A few years ago, I posted on my personal web page a number of programming challenges for my friends. This week, I present one of the old challenges: computing luma from RGB triplets using integer arithmetic only.

You have to compute the function

unsigned char SlowBrightness(unsigned char r,
unsigned char g,
unsigned char b)
{
return 0.289f * r +
0.587f * g +
0.114f * b + 1e-5f;
}

but the processor you’re using is not capable of floating point number arithmetic. In other words, it uses a all-software library to emulate them and it’s really slow.

Re-implement this function using only integer operations.

Efficiency is not the only goal, you must have an exact solution as well: your integer-only implementation must give the same answer as the float version for all RGB triplets.

Bonus. Use only +, *, >> and minimize the size of the integer constants involved.

I’ll take a stab at it, but first I just want to verify something…

In SlowBrightness() as shown above, even if the sum of the products, is say, 240.99, the function will return 240, since float-to-integer simply chops off the decimal part. I assume that in an ideal world (e.g. shipping library, etc.), you’d actually want to return 241, correct? But for the challenge we should emulate SlowBrightness() as coded (i.e. return 240), not what I would think you would want in a commercial product?
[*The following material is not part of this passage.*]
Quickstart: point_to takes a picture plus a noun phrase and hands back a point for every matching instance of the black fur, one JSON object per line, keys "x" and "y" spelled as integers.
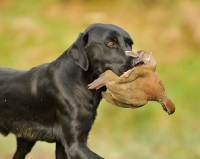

Hope that question makes sense. Thanks for the clarification.

It doesn’t really matter for this exercise. You could do rounding, but that’s not the statement (and you’ll have plenty to do to get the bonus points). :p

Thanks for your reply. I might be missing something, hopefully you can straighten me out…

I’m an embedded guy, and I also work on life-critical systems and high-precision control systems (cases where even floating point “double” isn’t precise enough), so I’m pretty accustomed to doing scaled-integer math, fixed-point math, and scaled binary.

For example, the 0.289 coefficient is pretty close to 37/128 (first multiply by 37, then shift right by 7). If higher precision is needed, you can always increase the denominator and scale/tweak the numerator.

But here’s where I’m running into problems (on my Linux box). For 283 of the 16M RGB triplets, I’m being hobbled by the machine’s floating point “machine epsilon”. Just one example…

Take the triplet (3,111,184) – if you work out the math, the luminance is exactly 87.000, but the C code in your example, on my box, yields a value of 86.99999237 – and when truncated on function call return, that’s 86. My code calculates 87 with scaled integer, but the test bench expects 86, and my code is considered “wrong” per the requirement “your integer-only implementation must give the same answer as the float version for all RGB triplets”.

When I change the floating point suffix in your constants from “f” to “L”, everything works fine. So, I’m running into the “machine epsilon”, and I’m guessing that’s not the point of your challenge.

I validated what you’re saying. The first version of the code (for Windows) did not exhibit this behavior, but on linux, it does (even when casting the constants as long double).

I assume you have gcc/g++ on Linux, so I fixed the code (as minimally as possible) to accomodate the behavior of g++ 4.5.2 and that 86.99999… is truncated as 87, still using floats.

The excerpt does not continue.